The legislation seeks to strip patients of their privacy on a whim.

I’d respectfully ask this committee to quiz the authors of the legislation on the underlying assumptions of the numbers in the budget measure. You will quickly discover the truth – that this is all based pretty much on speculation. The only certainty is that it will cost $76.9 million, the projected savings of $147.2 million over four years are, by their own admission, a ‘best guess’. This effectively sells patient privacy for a ‘guestimate’ net gain of $17.6 million a year, about 0.13% of the Medicare budget  - or about 80 cents per Australian per year. The legislation sells the privacy of all Australians for 80 cents. Makes privacy look pretty cheap.

And the real net gain is likely to be far less. The total cost of each audit is $9600 and each must recoup on average $18,400 to achieve this level of savings. We are now being flooded with calls from members complaining, not just about the heavy-handed approach they feel of Medicare auditors, but about the frustrating futility of the process. One doctor reported an excruciating 10-hour audit that recovered the princely sum of $78.05 – a far call from the $18,400 that is required to make this a viable budgetary measure.

So, like that audit, we believe that this process is really a fishing trip, a fishing expedition. It is a huge expensive net being dragged through the profession, but more importantly, through the intimate details of our patients, in the hopes it will dredge up some mistakes and, fingers crossed, perhaps a few real areas of concern.

All this when government already openly admits that the biggest hurdle to compliance is red tape.  Helping doctors understand and comply with an increasingly complex system will deliver far greater long term benefits than sacrificing the privacy of all Australians to catch a handful of doctors and a few honest mistakes.

The profession has no time for those doctors who deliberately inappropriately use the MBS, and the present system is well equipped to deal with them. Where the gravity of the situation demands, patient records can be subpoenaed by courts and through the professional services review process.

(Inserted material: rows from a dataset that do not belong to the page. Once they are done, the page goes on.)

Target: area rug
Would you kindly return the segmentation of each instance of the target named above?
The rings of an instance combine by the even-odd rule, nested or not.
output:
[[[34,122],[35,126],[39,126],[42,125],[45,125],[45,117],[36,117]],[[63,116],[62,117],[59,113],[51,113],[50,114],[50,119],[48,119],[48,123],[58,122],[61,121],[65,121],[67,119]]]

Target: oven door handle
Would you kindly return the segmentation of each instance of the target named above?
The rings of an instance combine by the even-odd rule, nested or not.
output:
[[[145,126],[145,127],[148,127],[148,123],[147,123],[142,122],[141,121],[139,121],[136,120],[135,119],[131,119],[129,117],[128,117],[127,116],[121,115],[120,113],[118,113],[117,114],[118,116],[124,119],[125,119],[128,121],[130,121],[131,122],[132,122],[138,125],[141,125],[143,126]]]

The proposed legislation demands no such gravity – administrative staff will be able to compel access on a whim to material that has been previously afforded enormous respect and protection by our system.

I’d like to report that this assault on patient privacy is unprecedented, but in fact it is not. The bureaucracy tried for similar powers in 1993. Fortunately that bill was afforded the same scrutiny that it is receiving here today.

Following a Senate inquiry back then the government of the time not only removed the relevant clauses from the proposed bill, but actively legislated to preserve the sanctity of the health records of all Australians.

Doctors and patients are hoping the Parliament can once again protect them from a bureaucracy that is eager to sell their privacy for powers that are as extraordinary as they are, in fact, unnecessary.

Very soon I’m sure the officials will be in here claiming very certainly that they don’t understand the fuss. All they really want, they will say, is access to patient information relevant to their reasonable concerns about the proper use of an item number.

However much they attempt to characterise this as a harmless administrative activity, the reality is that they are asking Parliament to give administrative officers the power to read deeply personal, sensitive, and previously protected information about the health of any Australian.

They will also say that it is up to the doctor as to what information is provided. But in actual fact Medicare will have the general power to require practitioners to provide verifying documents during an audit, and the practical effect of this is the only documents that can do this will be the details in the patient record.

I’d be happy to take your questions.